Once you are happy with the Preview, you should run the Basket again, but this time in Update Mode, so that your records actually are being updated.
Once done you should already now see an improvement on your overall data quality and in particular your Country and state values:
It’s Going to Get Worse Before It Gets Better
You may also have notice that your average score has dropped, or at least haven’t increased as much as you hoped for.
This is because the initial assessment is made purely by looking at Completeness, which is just one of multiple measures of Data Quality.
Once the cleaning and validation, the invalid data present in your dataset will impact the Data quality score in a negative direction.
But don’t panic, the outcome of the Data Laundry provides you with details on what is wrong with your data and you can now effectively work your way through the data to improve the data quality in a structured process.
Data Quality Assessment with Data Laundry Output Fields
In addition to the Business-critical fields which are being updated with the cleaned data, the Data Laundry has its own outcome fields which are being populated during the Cleaning (and also if you choose the Validation mode).
The Data Quality Score and Data Quality Indicator are both formula fields, which are being calculated dynamically.
Data Laundry Status
This field has 3 values:
|OK||– The record was processed, but the outcome of the cleaning is identical to the actual values, so no changes has been applied|
|Cleaned||– Fields were cleaned|
|Dirty||– Fields may have been cleaned, but the record is still considered to be Dirty (missing or invalid data)|
Assuming that your database has 1000’s of records, reviewing the data in excel (via the csv file from Preview mode) isn’t practical, thus next time you clean a Laundry Basket in Preview mode, make sure you only select those where the Data Laundry Status = Dirty.

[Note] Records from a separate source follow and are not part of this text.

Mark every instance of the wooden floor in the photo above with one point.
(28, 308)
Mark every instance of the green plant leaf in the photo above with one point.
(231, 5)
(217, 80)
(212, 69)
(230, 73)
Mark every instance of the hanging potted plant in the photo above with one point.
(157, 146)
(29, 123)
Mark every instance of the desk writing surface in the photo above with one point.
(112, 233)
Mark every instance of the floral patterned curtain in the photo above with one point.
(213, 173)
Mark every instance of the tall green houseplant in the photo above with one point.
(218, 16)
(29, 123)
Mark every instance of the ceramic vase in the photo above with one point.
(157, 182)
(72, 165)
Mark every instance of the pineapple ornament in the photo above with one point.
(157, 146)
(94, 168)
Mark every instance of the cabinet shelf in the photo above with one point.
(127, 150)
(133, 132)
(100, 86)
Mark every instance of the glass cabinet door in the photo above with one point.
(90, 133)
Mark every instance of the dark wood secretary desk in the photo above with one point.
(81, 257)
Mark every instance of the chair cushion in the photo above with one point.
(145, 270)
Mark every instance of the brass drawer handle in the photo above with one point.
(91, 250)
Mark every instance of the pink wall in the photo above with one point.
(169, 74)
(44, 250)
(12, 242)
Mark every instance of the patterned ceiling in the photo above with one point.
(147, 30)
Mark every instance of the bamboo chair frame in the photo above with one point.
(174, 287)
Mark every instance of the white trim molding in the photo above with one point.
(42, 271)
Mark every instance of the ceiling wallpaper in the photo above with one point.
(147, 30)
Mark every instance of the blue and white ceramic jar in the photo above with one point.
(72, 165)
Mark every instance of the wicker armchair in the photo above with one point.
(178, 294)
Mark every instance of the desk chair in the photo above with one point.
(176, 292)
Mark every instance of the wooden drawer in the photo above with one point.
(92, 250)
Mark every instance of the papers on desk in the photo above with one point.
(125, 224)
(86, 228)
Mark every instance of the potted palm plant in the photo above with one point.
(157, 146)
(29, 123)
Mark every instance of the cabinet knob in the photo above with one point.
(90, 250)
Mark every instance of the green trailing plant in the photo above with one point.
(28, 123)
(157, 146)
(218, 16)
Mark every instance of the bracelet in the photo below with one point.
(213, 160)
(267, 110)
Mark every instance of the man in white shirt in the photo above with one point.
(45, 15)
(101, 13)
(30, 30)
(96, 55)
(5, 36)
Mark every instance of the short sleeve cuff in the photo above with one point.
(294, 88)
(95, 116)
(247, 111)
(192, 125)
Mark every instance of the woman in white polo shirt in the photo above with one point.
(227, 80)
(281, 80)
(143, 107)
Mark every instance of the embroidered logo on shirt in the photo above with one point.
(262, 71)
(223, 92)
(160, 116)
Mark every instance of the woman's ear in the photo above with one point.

You will get a lot fewer records, and you will easier be able to correct the issues within a smaller set of data.
Data Laundry Outcome
When cleaning or validating your record, the Data Laundry will summarize the issues found in a single string form.
This string will help you run reports to identify records with particular issues, and do your cleaning field by field.
Last Data Laundry Date
Timestamp for the date and time for when this record last was cleaned/validated.
Skip Data Laundry
In some cases, a record should not be passed though the Data Laundry. By checking this checkbox, the records will not be processed, even if it becomes part of a basket selection.
OBS: When you run your reports and clean your Laundry Baskets, you may also consider excluding, contacts which are archived, has opted-out, left the company etc. You can either use the checkbox above, or simply exclude these records via the filter selection.
Eat an Elephant in small bites
The Data Laundry Output Fields are mainly informational, but are intended to be used in segmenting your data into smaller parts which are easier to manage and which will make your Data cleaning more effective.
- Basket for Dirty Data. – A Basket, which you can run in iterations for each change you have made to the data or reference data, to clean and validate the changes you have made.
- Basket for New Data. – A Basket which you might want to run on a daily basis, to make sure that data coming into your org. are cleaned, so that e.g. your lead assignment can be done based on standardized values. Select records with Data Laundry Status = None
- Basket for records which has been modified since Last Cleaning. – Why clean everything all the time. Working on deltas, will help you maintain the Last Modified Date as the last date the records was actually modified, not the last time it was cleaned. Select Records with Last Modified Data > Last Data Laundry Date
Improving Data Quality for missing and/or Invalid data
If you have your Data Quality Scores defined according to your business needs and you still have a lot of dirty data to deal with, then you must ask the questions about: Cost of cleaning versus impact on the Data Quality Score.
Collecting invalid and/or missing data, whether it is done through internet search (LinkedIn etc.), enrichment though data sources like data.com, Duns and Bradstreet, call center activities etc., is a costly affair, and you might not want to pass ALL dirty records through this process.
The fewer records you need to process this way the better, so you might at this point start to think about sub-segmenting your data, so that you can focus your effort on the right data.
Within your lists of leads, you might have old and inactive leads, – is this worth spending time on fixing?
Amongst your accounts there may be inactive clients, should they have the same priority as your known and active clients.
Contacts within your client accounts might have moved to new positions internally or moved on to another organization. If the contact was actively involved in the purchase or use of your product/service, then it might be valuable to keep track of this contact in comparison to other contacts which are periphery and with who you have had little or no interactions historically even if they have been in your database for years.
Create Laundry Baskets for each of these segments, and focus on improving the Data Quality on the most important records, and move your way out to the outer circles as you continue down the road on your Data Quality Road Trip.
“Because the greatest part of a road trip isn’t arriving at your destination. It’s all the wild stuff that happens along the way.”
— Emma Chase